The matter of Canada v. GlaxoSmithKline Inc., 2012 SCC 52
was heard in January this year and now the judgment is out. After a string of arguments and counter arguments, the Supreme Court of Canada has held that “the reasonable amount” payable by the Canadian subsidiary was not only for the Ranitidine (an ingredient in the production of the drug, Zantac) that it purchased from a related company, but also for a bundle of rights and benefits under the licence agreement it had with the group. The matter has been sent back to the Tax Court for redetermination of the price. See our earlier blog “Arm’s length price in transfer pricing – A Canadian view”.
The decision throws up another question.

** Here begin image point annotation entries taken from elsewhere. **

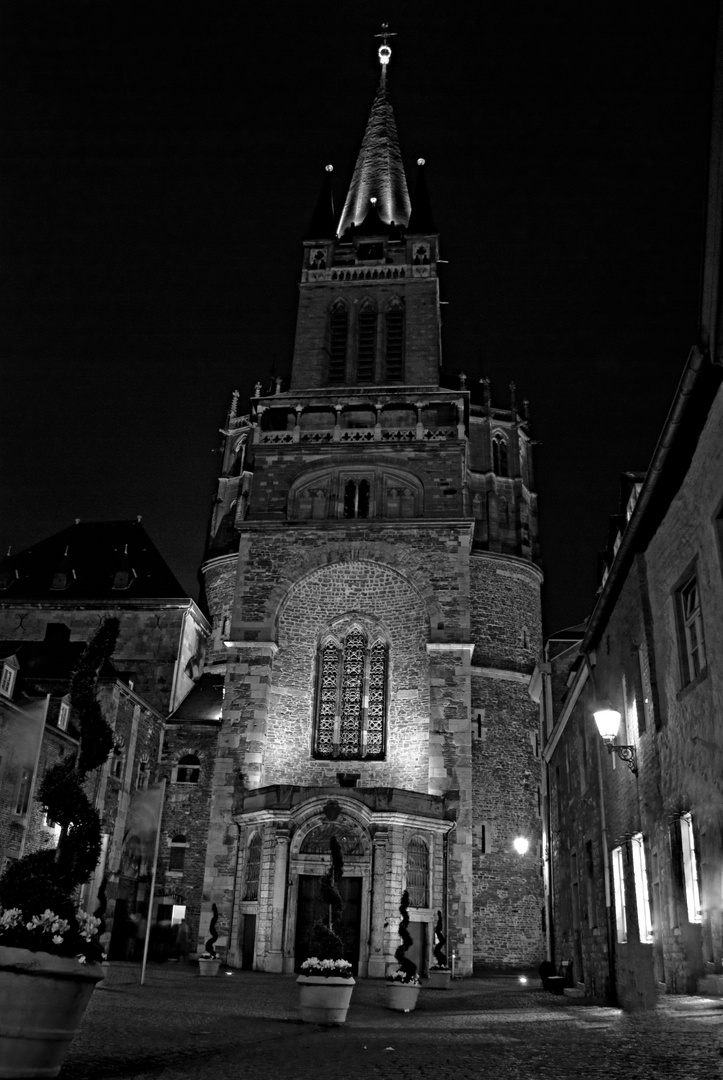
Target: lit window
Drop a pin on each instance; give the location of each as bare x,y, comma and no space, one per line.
642,895
690,631
188,770
690,869
351,698
23,796
64,715
618,883
417,873
253,868
177,854
8,679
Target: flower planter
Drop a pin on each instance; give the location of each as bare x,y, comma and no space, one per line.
402,997
324,999
42,1001
209,966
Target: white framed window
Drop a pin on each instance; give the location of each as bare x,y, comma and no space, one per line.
618,886
691,642
64,715
642,892
690,869
8,678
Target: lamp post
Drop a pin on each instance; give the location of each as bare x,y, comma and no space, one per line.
608,721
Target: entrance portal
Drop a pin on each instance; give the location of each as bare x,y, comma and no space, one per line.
311,907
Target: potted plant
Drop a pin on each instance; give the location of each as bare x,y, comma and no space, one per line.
440,973
403,984
325,981
50,954
209,962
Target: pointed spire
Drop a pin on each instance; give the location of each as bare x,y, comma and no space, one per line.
422,219
323,221
379,173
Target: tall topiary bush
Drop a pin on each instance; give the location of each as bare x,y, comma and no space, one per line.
48,881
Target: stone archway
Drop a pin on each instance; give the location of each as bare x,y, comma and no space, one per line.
309,861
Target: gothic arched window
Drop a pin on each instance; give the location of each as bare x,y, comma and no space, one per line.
417,873
366,342
356,498
395,342
338,329
499,454
253,868
351,698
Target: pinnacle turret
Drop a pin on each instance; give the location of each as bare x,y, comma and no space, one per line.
379,173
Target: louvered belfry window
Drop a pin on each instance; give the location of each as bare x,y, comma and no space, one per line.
395,356
366,343
351,698
337,342
417,873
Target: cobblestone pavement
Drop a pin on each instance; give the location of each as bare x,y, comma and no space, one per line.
245,1024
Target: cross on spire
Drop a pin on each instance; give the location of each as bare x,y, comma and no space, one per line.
384,51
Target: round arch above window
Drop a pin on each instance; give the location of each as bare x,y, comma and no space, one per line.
346,834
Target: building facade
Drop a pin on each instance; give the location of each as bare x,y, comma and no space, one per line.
633,822
373,586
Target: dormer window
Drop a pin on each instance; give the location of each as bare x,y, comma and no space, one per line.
123,579
64,715
8,678
499,456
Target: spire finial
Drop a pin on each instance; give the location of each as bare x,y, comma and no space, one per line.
384,51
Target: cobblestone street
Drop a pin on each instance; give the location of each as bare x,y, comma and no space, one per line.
245,1024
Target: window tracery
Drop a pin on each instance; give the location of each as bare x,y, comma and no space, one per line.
351,697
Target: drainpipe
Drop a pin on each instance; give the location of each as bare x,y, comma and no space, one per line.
236,878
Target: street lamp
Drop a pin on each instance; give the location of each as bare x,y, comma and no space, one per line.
608,721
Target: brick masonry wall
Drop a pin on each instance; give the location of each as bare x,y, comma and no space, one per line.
422,352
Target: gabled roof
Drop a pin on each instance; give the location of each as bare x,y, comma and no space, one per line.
203,701
90,561
379,173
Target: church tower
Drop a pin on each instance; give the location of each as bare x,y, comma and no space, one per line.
372,580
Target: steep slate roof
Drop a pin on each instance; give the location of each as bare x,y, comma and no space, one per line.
379,173
203,701
92,556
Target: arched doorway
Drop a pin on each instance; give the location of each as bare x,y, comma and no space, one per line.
312,861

Should the payment made by the subsidiary be apportioned between payment for the Ranitidine and payment for the licence resulting in the group being liable for Canadian tax on the licence payment.
This invariably leads to the proper method to be used in determining the price for certain intangibles such as the use of intellectual property.
In June this year, the OECD released a discussion draft aimed at replacing the current Chapter VI of the Transfer Pricing Guidelines with a revised version. 22 examples given in the Annex illustrate the complexity involved in determining the price payable for intangibles.
Have we heard the last of the intangibles in transfer pricing?